16 Avril 2021 , Rédigé par CC Publié dans #Histoire des idées, #Christianisme

Je le disais il y a quelques jours : je travaille sur la vie de Lacordaire. J'en suis à l'année 1832, ce qui me conduit tout naturellement à croiser le nom de Mme Swetchine, qui devint à ce moment là sa confidente. Bien qu'ayant lu, comme tous les quinquagénaires français de notre époque, dans ma jeunesse Hugo, Balzac et Musset, j'avoue que trente ans au contact de la barbarie de notre époque m'ont rendu si étranger au XIXe siècle que je le trouve maintenant aussi exotique dans son style et dans ses émotions qu'une tribu de papou à l'autre bout du monde. Voilà pourquoi je dois procéder avec prudence dans ma façon de l'aborder. Mais j'ai heureusement la liberté de pouvoir m'y prendre comme je veux, en empruntant n'importe quel truchement, n'importe quelle porte d'entrée : personne ne me lit, mais personne ne me fait non plus grief de rien. Donc agissons comme bon nous semble.

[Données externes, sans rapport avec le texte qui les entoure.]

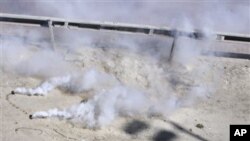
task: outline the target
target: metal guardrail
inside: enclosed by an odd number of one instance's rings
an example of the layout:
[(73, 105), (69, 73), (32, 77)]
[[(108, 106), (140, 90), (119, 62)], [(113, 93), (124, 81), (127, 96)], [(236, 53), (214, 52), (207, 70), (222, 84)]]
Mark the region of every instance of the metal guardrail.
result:
[[(82, 21), (82, 20), (67, 20), (63, 18), (28, 16), (0, 13), (0, 22), (23, 23), (38, 26), (48, 27), (73, 27), (73, 28), (88, 28), (95, 30), (110, 30), (119, 32), (142, 33), (148, 35), (165, 35), (165, 36), (188, 36), (196, 39), (203, 37), (203, 33), (197, 31), (185, 31), (182, 29), (173, 29), (170, 27), (156, 27), (149, 25), (135, 25), (114, 22), (98, 22), (98, 21)], [(217, 40), (231, 40), (250, 42), (250, 35), (232, 34), (215, 32)]]
[[(98, 21), (83, 21), (83, 20), (67, 20), (63, 18), (54, 18), (54, 17), (42, 17), (42, 16), (29, 16), (29, 15), (16, 15), (16, 14), (6, 14), (0, 13), (0, 22), (7, 23), (17, 23), (17, 24), (28, 24), (33, 26), (42, 26), (48, 27), (51, 35), (52, 48), (55, 47), (54, 33), (53, 28), (85, 28), (93, 30), (107, 30), (107, 31), (118, 31), (125, 33), (139, 33), (146, 35), (161, 35), (161, 36), (170, 36), (174, 38), (169, 61), (172, 60), (174, 54), (175, 41), (179, 36), (186, 36), (193, 39), (202, 39), (205, 34), (199, 30), (196, 31), (186, 31), (182, 29), (174, 29), (170, 27), (156, 27), (149, 25), (135, 25), (135, 24), (125, 24), (125, 23), (114, 23), (114, 22), (98, 22)], [(249, 34), (233, 34), (233, 33), (224, 33), (224, 32), (214, 32), (212, 33), (216, 36), (216, 40), (226, 40), (226, 41), (238, 41), (238, 42), (249, 42)], [(209, 55), (210, 53), (205, 53)], [(218, 56), (221, 53), (217, 53)], [(230, 57), (225, 53), (222, 56)], [(232, 56), (232, 55), (231, 55)], [(241, 55), (242, 56), (242, 55)], [(233, 54), (233, 57), (237, 57)], [(239, 57), (240, 58), (240, 57)], [(244, 58), (250, 59), (250, 56), (247, 54), (247, 57)]]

Le commerce avec Lacordaire m'autorise donc à faire un détour par le salon de Mme Swetchine qui se trouvait rue Saint Dominique (et non rue de Bellechasse comme le prétend sa fiche Wikipedia, il est étonnant qu'il y ait tant de petites erreurs dans cette soi-disant encyclopédie de référence), au numéro 71 dont vous voyez la photo ici à gauche. Comment visiter ce salon ? Avant d'en faire le tour, je préfère m'intéresser à celle qui l'organisait. Et pourquoi, pour ce faire, ne pas commencer par le point de vue sur elle de celui qui est réputé avoir porté le regard le plus méchant à son sujet ? D'après l'éditeur de ses oeuvres, le comte de Falloux, le plus incisif sur son compte fut le célèbre critique Sainte-Beuve (ce qui n'est pas la première fois). J'ouvre donc ses Nouveaux Lundis sur Gallica.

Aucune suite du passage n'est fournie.